RDC : le gouvernement lance la phase de rédaction des réformes électorales identifiées après l’évaluation du processus électoral

Elections à Masi-Manimba
Elections à Masi-Manimba

Lors de la 90e réunion du Conseil des ministres, tenue sous la direction du Chef de l’État, Félix Tshisekedi, à la Cité de l’Union africaine, un point majeur a porté sur l’avancement des travaux du groupe de travail chargé de l’évaluation du processus électoral 2021-2024, mis en place par le Vice-Premier ministre, ministre de l’Intérieur, Sécurité, Décentralisation et Affaires coutumières, Jacquemain Shabani, conformément à la décision prise lors de la 9ᵉ réunion du Conseil des ministres du 16 août 2024.

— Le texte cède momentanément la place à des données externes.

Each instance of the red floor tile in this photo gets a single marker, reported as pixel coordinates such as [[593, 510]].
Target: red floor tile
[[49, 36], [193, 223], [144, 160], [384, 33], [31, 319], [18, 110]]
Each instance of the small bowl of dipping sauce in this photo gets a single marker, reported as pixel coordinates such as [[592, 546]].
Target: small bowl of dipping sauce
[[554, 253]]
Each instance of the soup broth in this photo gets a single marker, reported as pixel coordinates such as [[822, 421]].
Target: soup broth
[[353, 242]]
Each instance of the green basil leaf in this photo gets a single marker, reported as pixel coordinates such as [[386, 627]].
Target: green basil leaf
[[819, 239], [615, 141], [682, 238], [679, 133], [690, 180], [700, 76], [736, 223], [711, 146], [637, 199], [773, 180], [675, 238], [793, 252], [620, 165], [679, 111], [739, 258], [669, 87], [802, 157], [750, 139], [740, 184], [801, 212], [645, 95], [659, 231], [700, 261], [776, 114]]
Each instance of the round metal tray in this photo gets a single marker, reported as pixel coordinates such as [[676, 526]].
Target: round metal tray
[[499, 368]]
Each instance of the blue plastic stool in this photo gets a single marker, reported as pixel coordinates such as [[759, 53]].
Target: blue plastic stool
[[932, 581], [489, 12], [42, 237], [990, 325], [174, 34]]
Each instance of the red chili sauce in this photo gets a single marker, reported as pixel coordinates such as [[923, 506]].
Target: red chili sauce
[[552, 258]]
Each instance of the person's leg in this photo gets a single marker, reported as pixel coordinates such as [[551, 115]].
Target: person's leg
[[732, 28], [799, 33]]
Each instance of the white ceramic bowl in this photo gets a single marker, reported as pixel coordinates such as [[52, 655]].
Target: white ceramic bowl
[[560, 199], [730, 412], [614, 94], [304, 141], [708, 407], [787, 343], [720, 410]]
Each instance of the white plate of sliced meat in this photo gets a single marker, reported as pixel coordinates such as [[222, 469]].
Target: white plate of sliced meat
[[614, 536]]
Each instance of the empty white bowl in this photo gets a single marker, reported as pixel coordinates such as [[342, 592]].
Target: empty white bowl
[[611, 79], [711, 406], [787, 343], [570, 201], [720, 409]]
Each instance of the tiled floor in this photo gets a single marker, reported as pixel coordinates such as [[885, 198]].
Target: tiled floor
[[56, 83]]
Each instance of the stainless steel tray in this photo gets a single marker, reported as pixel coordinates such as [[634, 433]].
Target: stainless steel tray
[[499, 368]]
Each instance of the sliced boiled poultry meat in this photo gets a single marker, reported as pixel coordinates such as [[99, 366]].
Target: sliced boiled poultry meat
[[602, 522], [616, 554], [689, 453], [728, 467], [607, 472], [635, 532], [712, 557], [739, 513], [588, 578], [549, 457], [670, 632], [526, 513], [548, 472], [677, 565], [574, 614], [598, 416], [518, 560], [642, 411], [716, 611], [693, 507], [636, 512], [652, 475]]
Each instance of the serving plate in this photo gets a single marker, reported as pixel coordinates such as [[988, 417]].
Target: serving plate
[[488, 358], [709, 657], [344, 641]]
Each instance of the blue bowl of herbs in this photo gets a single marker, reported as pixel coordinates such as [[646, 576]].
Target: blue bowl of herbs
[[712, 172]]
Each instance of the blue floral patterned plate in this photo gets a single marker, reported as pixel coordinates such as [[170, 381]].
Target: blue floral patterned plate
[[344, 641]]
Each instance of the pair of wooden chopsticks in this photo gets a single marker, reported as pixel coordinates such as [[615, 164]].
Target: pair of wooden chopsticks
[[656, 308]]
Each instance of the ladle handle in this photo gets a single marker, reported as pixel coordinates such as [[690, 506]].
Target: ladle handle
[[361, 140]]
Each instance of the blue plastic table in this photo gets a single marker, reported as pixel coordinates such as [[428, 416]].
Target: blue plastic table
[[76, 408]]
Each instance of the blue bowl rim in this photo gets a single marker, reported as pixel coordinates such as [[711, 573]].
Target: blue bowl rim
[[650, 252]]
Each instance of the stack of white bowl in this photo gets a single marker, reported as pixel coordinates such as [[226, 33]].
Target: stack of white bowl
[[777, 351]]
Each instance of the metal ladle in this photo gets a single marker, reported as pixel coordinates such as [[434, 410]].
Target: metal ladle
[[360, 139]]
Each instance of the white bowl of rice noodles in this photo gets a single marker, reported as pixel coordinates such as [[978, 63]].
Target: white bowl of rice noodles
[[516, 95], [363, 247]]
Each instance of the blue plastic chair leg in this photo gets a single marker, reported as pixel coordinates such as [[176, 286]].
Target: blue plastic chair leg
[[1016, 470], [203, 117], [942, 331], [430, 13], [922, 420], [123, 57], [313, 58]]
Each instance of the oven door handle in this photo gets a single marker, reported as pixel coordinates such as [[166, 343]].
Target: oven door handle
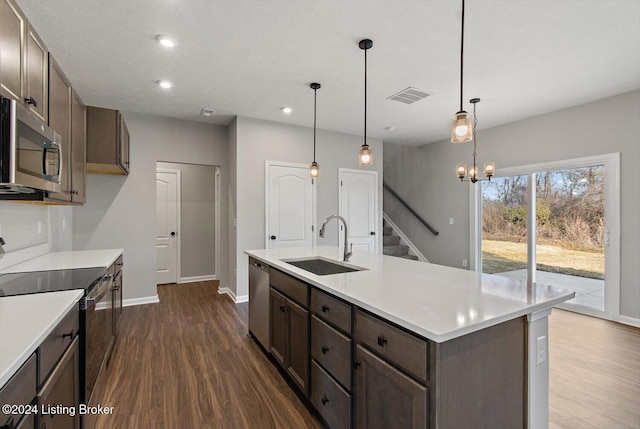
[[104, 287]]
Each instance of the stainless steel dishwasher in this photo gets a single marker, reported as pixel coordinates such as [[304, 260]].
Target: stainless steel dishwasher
[[259, 302]]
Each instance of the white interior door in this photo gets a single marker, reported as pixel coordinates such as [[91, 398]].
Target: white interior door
[[358, 204], [290, 202], [167, 221]]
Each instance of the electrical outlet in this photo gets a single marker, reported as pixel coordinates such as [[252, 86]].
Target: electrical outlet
[[541, 350]]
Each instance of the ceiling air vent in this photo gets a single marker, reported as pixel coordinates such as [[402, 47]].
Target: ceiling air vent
[[409, 95]]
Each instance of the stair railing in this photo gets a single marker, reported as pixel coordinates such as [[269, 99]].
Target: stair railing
[[411, 210]]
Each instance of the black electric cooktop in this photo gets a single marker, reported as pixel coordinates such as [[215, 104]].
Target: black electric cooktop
[[50, 281]]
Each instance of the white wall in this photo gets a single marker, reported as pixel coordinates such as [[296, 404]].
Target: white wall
[[33, 229], [425, 176], [257, 141], [121, 210]]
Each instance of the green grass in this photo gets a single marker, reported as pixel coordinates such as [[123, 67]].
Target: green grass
[[501, 256]]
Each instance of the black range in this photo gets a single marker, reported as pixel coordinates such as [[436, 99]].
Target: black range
[[50, 281]]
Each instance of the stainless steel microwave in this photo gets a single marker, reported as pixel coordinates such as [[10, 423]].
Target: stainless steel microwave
[[30, 157]]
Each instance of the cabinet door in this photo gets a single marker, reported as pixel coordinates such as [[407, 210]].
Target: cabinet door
[[62, 388], [60, 122], [12, 29], [123, 157], [78, 149], [117, 302], [36, 92], [298, 347], [278, 321], [385, 397]]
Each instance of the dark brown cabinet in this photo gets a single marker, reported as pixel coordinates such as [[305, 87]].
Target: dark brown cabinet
[[36, 82], [67, 116], [385, 397], [107, 142], [62, 389], [290, 338], [12, 66], [23, 61]]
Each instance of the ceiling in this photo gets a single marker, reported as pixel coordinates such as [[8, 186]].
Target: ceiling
[[249, 58]]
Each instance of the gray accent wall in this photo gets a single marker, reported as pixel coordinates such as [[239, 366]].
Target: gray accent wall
[[255, 141], [197, 219], [121, 210], [425, 176]]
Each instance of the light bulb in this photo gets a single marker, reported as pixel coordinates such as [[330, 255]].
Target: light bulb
[[461, 130]]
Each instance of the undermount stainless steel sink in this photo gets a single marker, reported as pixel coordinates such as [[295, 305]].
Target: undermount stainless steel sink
[[322, 267]]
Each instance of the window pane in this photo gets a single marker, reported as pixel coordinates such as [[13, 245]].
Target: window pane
[[504, 226], [570, 232]]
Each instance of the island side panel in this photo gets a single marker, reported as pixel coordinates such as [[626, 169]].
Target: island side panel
[[479, 380]]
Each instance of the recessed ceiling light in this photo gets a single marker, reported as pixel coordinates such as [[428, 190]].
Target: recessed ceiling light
[[166, 41]]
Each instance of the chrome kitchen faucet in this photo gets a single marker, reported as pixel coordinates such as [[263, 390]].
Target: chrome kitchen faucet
[[347, 248]]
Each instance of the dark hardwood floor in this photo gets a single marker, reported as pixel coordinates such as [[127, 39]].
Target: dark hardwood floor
[[187, 362]]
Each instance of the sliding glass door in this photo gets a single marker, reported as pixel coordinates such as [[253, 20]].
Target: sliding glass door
[[573, 242]]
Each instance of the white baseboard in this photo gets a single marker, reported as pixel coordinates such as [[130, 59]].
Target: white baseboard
[[631, 321], [234, 298], [140, 301], [131, 301], [197, 279]]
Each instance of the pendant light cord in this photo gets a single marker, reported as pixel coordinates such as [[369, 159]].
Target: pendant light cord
[[315, 105], [365, 97], [461, 54]]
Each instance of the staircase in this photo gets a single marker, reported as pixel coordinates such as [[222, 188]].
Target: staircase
[[392, 245]]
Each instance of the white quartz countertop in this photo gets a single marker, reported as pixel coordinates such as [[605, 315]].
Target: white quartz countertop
[[437, 302], [67, 260], [25, 321]]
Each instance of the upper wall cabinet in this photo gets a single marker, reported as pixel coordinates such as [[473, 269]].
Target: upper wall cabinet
[[67, 116], [23, 60], [107, 142]]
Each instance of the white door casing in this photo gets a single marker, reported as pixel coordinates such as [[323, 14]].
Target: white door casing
[[289, 205], [358, 204], [167, 225]]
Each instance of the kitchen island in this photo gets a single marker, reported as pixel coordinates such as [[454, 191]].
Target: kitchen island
[[477, 342]]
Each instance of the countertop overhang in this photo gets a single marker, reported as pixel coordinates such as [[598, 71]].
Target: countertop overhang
[[437, 302]]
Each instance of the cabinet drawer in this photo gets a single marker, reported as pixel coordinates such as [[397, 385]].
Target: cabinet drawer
[[57, 342], [332, 350], [290, 286], [331, 309], [20, 389], [331, 401], [407, 351]]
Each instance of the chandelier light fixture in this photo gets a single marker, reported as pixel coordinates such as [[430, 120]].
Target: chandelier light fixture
[[314, 168], [472, 173], [366, 157], [461, 126]]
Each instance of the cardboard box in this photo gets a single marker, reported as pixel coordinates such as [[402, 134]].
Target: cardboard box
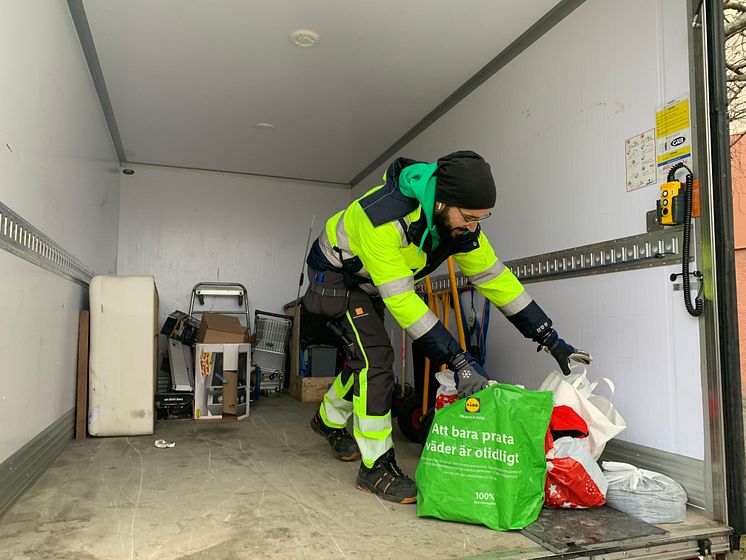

Cette démarche du gouvernement de la RDC s’inscrit dans une dynamique de réformes structurelles visant à renforcer la crédibilité et l’efficacité du système électoral en République démocratique du Congo. 

Selon la note d’information du VPM de l’Intérieur, à la suite d’un atelier de travail intensif organisé du 14 au 18 mai 2026 pour structurer les réformes électorales, les membres du groupe de travail ont entamé la phase de rédaction des principales réformes identifiées.

"Sur le plan politique, le point a été fait sur le groupe de travail mis en place pour l'évaluation du processus électoral 2021-2024, conformément à la décision de la 9ème réunion du Conseil des Ministres du 16 août 2024. A la suite de la tenue d’un atelier de travail intense de cinq jours du 14 au 18 mai 2026, ledit groupe s’attèle à un travail d'écriture des reformes identifiées notamment pour la Loi électorale, la Loi organique de la CENI, la Loi portant  identification et enrôlement des électeurs ; la Loi sur la cartographie électorale  et le Décret-Loi portant sécurisation du processus électoral", renseigne le compte rendu de la réunion tenue vendredi 22 mai 2026

À deux ans du prochain cycle électoral prévu par la Constitution en 2028, et dans un contexte marqué par la guerre d’agression rwandaise menée par la rébellion AFC/M23, avec l’occupation de vastes pans des provinces du Nord-Kivu et du Sud-Kivu, dans l’Est de la RDC, la question électorale ainsi que les réformes y afférentes semblent reléguées au second plan dans l’environnement sociopolitique congolais. Cette situation intervient dans un climat marqué par des appels croissants à la convocation d’un dialogue national inclusif pour la résolution de la crise sécuritaire.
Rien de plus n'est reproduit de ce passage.